Abstract
Summary
When transplantable mouse sarcomas were infected experimentally with Cl. histolyticum, and the infection controlled by systemic injections of histolyticus antitoxin, the life span of some of the animals was prolonged for as long as 20 days beyond that of the non-infected tumor bearers. But in no instance did the infection completely destroy the tumor tissue. All surviving mice, treated eventually with penicillin in order to eradicate residual infection, developed large sarcomas. Under similar conditions, no such temporary regression was observed for transplantable mouse carcinomas.
When a study was made of the effect of histolyticus toxin on transplantable mouse tumors, it was found that systemic (intramuscular) injections of toxin were without effect, whereas repeated local injections of toxin, given either directly into the tumor mass or subeutaneously around the base of the tumor, resulted in marked regression of tumor tissue.

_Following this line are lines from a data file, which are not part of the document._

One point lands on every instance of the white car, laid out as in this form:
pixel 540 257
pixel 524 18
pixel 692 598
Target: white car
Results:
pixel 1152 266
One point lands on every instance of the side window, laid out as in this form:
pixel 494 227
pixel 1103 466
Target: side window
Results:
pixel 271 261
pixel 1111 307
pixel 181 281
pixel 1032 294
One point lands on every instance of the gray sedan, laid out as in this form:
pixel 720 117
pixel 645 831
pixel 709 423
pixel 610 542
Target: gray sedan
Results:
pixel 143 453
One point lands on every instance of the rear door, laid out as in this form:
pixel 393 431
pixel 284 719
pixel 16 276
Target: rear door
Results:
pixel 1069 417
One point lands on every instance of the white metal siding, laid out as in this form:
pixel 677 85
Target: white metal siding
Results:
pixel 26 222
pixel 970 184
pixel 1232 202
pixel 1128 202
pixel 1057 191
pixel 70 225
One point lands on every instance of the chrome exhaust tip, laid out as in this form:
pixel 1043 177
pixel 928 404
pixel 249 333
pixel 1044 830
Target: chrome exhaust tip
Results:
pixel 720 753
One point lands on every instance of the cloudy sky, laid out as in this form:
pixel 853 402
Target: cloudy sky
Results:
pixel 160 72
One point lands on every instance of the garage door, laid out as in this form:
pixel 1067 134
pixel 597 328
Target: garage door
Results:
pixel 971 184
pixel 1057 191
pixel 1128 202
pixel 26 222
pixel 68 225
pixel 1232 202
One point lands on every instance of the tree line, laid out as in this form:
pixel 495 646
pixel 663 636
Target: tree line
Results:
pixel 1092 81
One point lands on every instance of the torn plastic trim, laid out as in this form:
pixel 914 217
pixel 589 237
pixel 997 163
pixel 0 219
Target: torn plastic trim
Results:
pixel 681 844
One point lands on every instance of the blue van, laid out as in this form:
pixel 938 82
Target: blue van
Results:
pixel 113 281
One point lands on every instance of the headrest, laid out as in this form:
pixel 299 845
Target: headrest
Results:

But for the toxin preparations used, the effective dose approximated, very closely, the lethal dose, particularly when the toxin wras injected directly into the tumor mass. In no instance was there a permanent regression of the tumor.
In tissue culture, carcinoma cells were more resistant to the action of histolyticus toxin than sarcoma cells, just as normal epithelium seemed to be more resistant that stroma cells or fibroblasts. But normal and cancerous epithelium were equally resistant to concentrations of toxin that produced severe damage to sarcoma cells.